From an isolated, mobility-challenged World War II vet who, Leland found, always cheered him up, to the 92-year-old immigrant filmmaker dynamo who lived by the motto, “Have a good drink and don’t get too serious,” each of the oldest old made a deep impression. Here, Leland shares how they helped upend his world view.
Did you expect to find all this wisdom when you started?
Absolutely not. This was going to be a story about the aches, pains and loneliness of old age. Over the course of the year, different stories came out. The hardships were there, but they were the context for people’s lives, not the lives themselves.
There are a lot of books on happiness. How is yours different?

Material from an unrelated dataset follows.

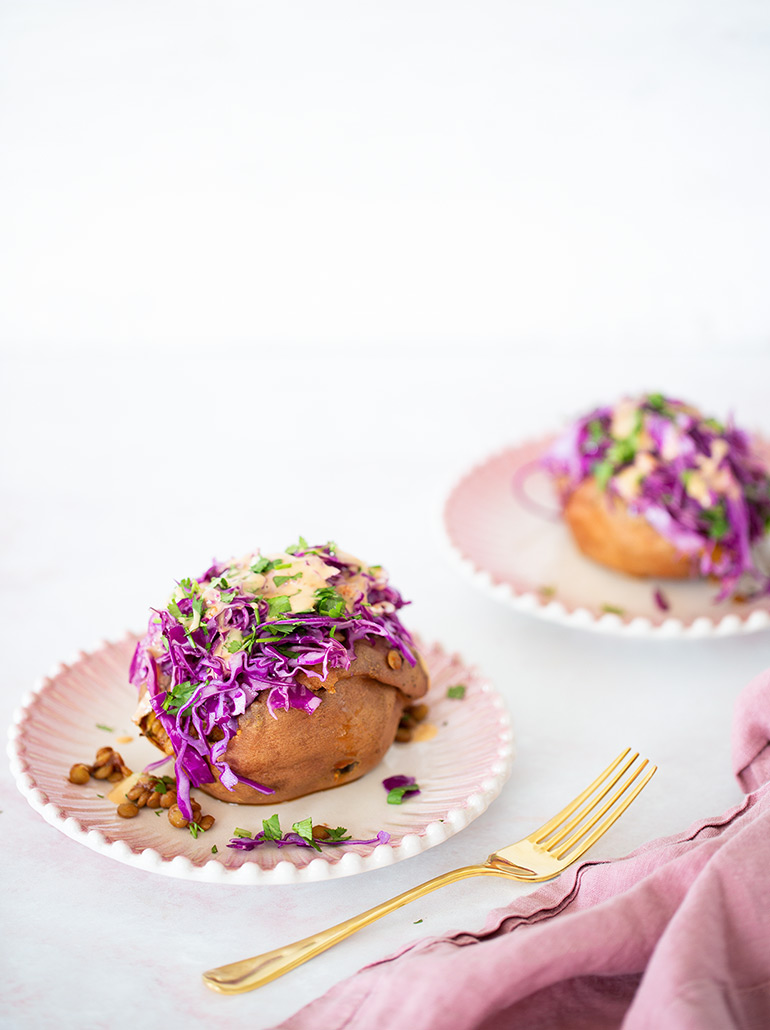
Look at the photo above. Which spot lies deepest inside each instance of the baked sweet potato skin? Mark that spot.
(605, 530)
(296, 753)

This is about my experience and what I learned from these six people. The lessons are not that complicated. I’ve encountered them in the past. But they’ve sunk in now. They have names, faces and lives attached to them.

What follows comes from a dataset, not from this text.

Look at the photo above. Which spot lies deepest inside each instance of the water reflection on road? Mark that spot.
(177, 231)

So what makes these older people wiser than the rest of us?
I think they’ve outlived the distractions that bother us when we’re younger. Nobody is upset because they can’t have that $600 pair of shoes. It’s like the idea of Buddhist transcendence: You give up things that aren’t important to focus on what is. If we can do that when we’re younger — and we can — it just makes our lives better.
You’re the main caregiver for your 89-year-old mother — a role you didn’t embrace at first. What changed?

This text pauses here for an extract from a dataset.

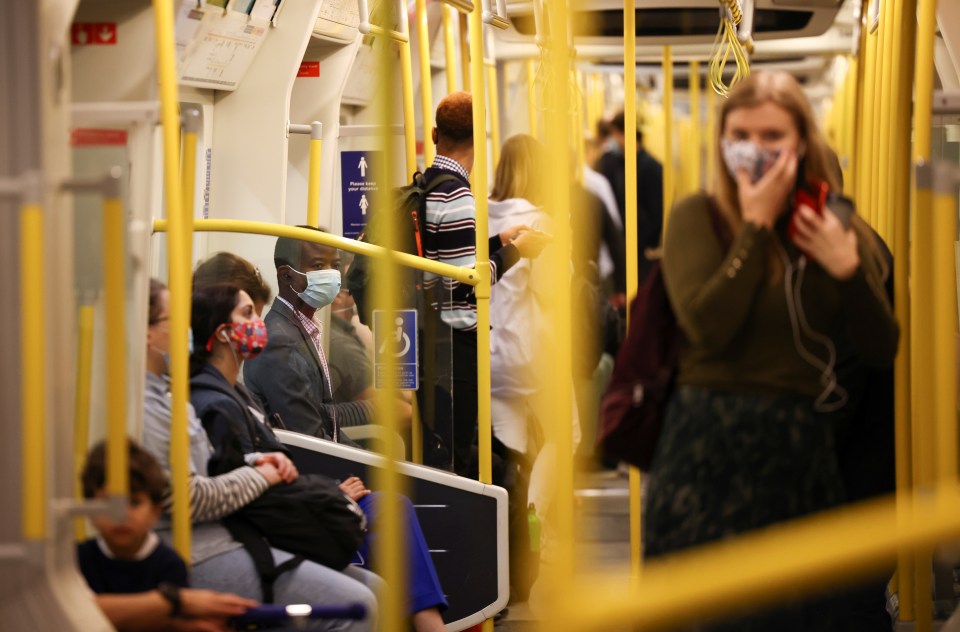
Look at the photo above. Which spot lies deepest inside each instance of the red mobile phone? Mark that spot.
(813, 194)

I don’t think it’s a one-way street anymore. I don’t think she’s the person who needs care, and I’m the person who gives care. She’s my mother, and I get to spend time with her.
How did she feel about the series? Did your reporting have an effect on her?
No, she knows more about this than I do. She knows what it’s like to be old. She would always ask me, “Isn’t it depressing talking to all these old people?” And I’d say no and explain.
You have a new girlfriend, right?
I do! And I think I’m more accessible to her because of the project. It was a fairly new relationship when I started.
What was one of the more difficult aspects of writing the book?
I always had to test myself to see if I could live up to the talk I was talking. Was I really happier? Could I, over time, live the lessons I shared? I find I can.
What was your attitude toward old age in the past?
I had a very dim view of it. I used to think I’ll be like the person I am now, but my body will break down and I’ll run out of money.
I think old age is a continuation of life, not a waiting room for death. I wake up now, and there are challenges, and I need to improvise and make the best of them. That will be the case however old I get.